Is Oxidative Stress Affecting your DNA?
These fears may be justified. The fact is, the resulting mutation from oxidized DNA may trigger pathological outcomes, including cancer, neurological degeneration and organ failure. Other oxidation targets include proteins, cell membranes, lysosomes, mitochondria, blood and tissue lipids, polyunsaturated fatty acids, and vitamins or antioxidant molecules themselves. So, how does oxidative stress begin and what attacks the DNA?
Oxidative Stress on our DNA
Our bodies use oxygen to create energy as fuel for our cells, forming by-products in the process. Carbon dioxide and water are two such by-products, but others include reactive oxygen species (ROS), which have both beneficial and potentially dangerous roles in human physiology.
ROS are reactive species because they lack an electron. This electron deficiency then forces the reactive species to aggressively seek a new one from any source, including cell membranes and DNA. Usually, the ROS are neutralized by antioxidants our bodies form (endogenous antioxidants, e.g., glutathione) and by antioxidants provided from food (dietary antioxidants, e.g., phenolics).
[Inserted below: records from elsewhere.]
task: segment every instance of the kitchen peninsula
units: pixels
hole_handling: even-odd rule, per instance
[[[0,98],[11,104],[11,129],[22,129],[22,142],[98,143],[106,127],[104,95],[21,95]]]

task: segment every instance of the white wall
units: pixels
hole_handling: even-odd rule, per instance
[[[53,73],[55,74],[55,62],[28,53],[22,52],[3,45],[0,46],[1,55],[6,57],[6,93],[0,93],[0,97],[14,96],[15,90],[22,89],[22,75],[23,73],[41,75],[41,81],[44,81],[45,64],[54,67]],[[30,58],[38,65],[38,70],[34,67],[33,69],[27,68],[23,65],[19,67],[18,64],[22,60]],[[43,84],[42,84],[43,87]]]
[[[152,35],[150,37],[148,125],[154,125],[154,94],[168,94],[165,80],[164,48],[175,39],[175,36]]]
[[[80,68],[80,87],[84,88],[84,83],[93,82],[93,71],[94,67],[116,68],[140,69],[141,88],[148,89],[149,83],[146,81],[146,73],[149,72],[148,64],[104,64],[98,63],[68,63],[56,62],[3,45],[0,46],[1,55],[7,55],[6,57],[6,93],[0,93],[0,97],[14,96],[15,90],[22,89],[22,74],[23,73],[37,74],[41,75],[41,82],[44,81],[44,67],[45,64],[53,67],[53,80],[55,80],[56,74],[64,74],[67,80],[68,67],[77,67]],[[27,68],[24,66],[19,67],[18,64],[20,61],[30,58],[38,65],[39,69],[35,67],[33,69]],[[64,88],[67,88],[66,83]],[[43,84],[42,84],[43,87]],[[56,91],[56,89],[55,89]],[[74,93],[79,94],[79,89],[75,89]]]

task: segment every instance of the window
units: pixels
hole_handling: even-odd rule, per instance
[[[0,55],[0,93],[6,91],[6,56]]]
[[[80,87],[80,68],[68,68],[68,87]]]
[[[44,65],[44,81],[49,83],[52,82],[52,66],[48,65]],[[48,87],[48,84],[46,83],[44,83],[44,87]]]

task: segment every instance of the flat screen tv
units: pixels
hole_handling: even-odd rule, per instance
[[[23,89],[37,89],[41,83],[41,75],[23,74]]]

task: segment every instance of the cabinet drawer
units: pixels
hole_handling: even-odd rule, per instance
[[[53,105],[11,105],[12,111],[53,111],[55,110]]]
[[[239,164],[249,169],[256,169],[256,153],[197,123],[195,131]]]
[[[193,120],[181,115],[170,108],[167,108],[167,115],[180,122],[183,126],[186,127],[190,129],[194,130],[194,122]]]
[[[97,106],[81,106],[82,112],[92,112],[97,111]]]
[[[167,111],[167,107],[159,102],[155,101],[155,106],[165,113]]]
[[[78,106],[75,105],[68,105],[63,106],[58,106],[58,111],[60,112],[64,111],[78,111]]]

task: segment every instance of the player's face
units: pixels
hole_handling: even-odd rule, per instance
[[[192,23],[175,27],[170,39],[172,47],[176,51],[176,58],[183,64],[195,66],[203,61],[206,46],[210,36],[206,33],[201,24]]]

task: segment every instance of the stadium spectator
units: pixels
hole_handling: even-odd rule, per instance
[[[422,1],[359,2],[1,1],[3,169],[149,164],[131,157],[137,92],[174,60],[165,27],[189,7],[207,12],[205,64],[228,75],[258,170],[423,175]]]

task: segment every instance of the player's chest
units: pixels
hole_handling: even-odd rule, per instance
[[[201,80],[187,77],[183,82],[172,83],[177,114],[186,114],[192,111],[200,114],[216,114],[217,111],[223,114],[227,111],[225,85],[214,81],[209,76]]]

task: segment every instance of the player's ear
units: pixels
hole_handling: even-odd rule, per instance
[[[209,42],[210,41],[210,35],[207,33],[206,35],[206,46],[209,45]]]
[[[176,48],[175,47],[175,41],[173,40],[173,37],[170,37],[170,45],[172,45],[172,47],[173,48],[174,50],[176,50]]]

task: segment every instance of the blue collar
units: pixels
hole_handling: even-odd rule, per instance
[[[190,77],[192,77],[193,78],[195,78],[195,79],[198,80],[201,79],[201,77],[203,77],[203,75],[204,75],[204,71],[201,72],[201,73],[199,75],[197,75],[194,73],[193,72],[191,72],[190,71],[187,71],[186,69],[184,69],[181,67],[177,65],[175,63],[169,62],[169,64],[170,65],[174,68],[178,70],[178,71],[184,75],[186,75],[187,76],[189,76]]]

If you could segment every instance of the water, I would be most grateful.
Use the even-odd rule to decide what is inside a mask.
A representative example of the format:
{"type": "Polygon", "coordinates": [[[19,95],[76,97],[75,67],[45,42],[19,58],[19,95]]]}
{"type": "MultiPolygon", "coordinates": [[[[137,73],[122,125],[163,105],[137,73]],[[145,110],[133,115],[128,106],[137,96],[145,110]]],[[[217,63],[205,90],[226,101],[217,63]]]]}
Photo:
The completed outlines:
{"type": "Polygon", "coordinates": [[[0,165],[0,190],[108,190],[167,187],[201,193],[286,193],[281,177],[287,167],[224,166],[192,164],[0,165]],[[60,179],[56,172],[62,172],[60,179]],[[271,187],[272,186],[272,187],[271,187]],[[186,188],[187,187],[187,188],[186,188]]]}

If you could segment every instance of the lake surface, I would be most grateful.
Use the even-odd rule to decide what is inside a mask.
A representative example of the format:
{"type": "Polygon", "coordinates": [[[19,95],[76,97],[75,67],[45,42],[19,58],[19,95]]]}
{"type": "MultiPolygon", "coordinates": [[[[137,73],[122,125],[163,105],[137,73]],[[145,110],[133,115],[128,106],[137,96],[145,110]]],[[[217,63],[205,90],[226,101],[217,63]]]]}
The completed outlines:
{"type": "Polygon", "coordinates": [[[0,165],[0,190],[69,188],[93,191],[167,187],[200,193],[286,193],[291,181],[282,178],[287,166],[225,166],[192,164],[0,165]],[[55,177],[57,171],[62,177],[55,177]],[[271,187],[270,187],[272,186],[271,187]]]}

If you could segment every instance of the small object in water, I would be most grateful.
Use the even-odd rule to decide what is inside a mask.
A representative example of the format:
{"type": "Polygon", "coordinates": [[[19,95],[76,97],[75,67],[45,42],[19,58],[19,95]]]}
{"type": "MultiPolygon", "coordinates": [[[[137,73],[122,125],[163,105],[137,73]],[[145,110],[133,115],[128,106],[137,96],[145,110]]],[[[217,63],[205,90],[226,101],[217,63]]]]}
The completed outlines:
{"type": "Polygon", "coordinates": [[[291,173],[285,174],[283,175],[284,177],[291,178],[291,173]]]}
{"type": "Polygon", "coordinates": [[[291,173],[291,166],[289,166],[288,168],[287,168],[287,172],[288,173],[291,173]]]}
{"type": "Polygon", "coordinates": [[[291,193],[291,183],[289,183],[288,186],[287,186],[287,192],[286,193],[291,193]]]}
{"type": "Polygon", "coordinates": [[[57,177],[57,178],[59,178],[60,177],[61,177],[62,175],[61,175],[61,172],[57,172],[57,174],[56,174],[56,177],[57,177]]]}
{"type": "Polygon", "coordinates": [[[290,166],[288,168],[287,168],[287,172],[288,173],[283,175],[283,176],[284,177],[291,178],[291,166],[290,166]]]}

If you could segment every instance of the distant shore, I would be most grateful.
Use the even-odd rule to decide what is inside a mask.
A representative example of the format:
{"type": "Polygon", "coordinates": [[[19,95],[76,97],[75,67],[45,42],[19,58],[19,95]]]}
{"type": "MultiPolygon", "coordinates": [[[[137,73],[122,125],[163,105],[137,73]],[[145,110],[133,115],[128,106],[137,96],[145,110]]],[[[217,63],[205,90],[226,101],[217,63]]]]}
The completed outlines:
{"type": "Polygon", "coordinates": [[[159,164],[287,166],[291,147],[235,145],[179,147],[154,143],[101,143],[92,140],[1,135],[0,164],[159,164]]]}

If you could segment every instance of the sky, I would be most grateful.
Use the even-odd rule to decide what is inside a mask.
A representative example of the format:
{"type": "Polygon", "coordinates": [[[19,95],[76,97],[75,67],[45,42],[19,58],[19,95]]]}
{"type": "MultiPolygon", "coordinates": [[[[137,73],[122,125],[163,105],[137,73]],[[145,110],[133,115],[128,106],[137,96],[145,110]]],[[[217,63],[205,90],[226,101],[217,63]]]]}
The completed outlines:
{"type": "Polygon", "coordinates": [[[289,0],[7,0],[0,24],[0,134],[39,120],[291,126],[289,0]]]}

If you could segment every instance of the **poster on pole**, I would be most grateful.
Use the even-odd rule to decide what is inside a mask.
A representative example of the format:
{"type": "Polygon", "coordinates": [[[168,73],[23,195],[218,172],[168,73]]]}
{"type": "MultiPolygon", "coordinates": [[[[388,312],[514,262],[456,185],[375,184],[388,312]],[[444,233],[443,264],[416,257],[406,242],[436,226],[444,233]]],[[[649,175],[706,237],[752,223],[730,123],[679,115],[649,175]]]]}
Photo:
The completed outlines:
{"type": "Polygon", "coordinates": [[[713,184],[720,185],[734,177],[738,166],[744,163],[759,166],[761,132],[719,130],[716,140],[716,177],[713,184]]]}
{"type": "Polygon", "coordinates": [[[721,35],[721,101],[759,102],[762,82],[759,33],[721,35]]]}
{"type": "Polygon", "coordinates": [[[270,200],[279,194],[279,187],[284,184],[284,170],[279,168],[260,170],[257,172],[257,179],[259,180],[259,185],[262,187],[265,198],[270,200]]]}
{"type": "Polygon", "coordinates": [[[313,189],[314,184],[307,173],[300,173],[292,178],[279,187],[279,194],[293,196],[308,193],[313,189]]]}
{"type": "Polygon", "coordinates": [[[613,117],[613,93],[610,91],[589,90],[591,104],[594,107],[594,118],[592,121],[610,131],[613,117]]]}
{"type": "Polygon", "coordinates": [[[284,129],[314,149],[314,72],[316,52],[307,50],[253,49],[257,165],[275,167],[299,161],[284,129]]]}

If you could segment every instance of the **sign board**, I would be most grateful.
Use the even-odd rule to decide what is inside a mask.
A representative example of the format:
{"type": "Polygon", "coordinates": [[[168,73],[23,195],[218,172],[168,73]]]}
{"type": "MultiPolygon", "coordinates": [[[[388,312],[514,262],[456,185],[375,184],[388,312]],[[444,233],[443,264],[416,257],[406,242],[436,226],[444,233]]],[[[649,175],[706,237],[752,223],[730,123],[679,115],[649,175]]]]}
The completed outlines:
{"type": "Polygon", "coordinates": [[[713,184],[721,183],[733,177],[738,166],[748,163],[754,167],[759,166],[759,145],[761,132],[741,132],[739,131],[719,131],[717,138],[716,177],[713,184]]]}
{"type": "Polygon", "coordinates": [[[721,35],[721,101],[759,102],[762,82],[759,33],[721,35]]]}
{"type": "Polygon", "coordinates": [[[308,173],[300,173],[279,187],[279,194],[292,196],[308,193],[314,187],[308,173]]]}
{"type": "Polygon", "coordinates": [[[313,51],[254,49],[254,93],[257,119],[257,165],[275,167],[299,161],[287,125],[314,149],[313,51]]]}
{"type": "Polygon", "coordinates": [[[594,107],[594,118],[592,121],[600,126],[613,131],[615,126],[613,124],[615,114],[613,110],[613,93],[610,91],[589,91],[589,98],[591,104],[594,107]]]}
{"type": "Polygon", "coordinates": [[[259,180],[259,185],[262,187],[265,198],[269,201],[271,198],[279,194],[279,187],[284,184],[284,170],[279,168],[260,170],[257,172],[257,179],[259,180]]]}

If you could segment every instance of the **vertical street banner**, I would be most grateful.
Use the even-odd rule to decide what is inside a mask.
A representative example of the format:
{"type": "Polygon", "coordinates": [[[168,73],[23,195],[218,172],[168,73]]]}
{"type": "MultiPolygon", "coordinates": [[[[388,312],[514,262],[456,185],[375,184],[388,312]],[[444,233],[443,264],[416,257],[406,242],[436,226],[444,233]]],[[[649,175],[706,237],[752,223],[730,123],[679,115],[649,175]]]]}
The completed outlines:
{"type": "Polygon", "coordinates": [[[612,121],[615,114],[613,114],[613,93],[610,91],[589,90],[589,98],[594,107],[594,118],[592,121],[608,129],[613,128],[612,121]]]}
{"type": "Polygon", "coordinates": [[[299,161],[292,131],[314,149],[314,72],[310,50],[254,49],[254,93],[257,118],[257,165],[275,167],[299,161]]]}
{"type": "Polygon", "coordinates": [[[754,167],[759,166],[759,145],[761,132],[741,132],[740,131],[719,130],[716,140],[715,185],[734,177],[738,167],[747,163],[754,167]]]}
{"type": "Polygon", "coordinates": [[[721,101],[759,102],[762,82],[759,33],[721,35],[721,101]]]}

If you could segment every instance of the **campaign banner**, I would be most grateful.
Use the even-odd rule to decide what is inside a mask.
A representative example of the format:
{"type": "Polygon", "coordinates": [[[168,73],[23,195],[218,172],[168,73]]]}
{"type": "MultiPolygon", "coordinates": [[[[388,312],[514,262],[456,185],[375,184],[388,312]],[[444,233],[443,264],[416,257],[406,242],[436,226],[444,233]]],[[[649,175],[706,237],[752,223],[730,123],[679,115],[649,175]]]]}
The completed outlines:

Reactive Oxygen Species-the good side, the bad side
The beneficial roles of ROS include antibacterial and antiviral actions, cell-to-cell signaling (such as by nitric oxide and hydrogen peroxide), stimulation of enzyme functions, and regulation of cells controlling release of hormones. That's the good. However, when your body produces more ROS than needed to perform these useful functions, and when you body doesn't have enough antioxidant reserves, this creates a positive-ROS state, or oxidative stress.
How to possibly prevent an oxidative attack
Even during healthy and normal metabolism - but worsened by exposure to added environmental pathogens such as ultraviolet radiation, smoke or other pollutants - the ROS (which are formed continuously) are attacking each cell in our bodies thousands of times per minute or more than a million times per day!
When counterbalancing antioxidant mechanisms are insufficient, DNA lesions occur, including loss or oxidation of base material and breaks of DNA strands. The good news is that not all DNA lesions become pathogenic, as our cells (hard-workers, indeed) also contain mending functions for correcting the DNA injury, called base excision repair (BER).
While it works to repair most of the time, BER may not fully correct all injuries to DNA, leading to mutated DNA, as found in carcinogenesis, aging or age-related diseases.
Give your body a "metabolic tune-up"
For 20 years, Dr. Bruce N. Ames of the University of California-Berkeley has analyzed ROS-initiated DNA lesions, aging onset and disease progression, and has advocated nutritional remedies as protection, including dietary supplementation with lipoic acid, acetylcarnitine, folic acid, biotin, vitamins C, E, B6 (pyridoxine) and -12 (cyanocobalamin), iron and zinc. Together, these nutrients provide what Dr. Ames has coined a "metabolic tune-up."
An excerpt from a 2002 publication in the Annals of the NY Academy of Science (partly edited)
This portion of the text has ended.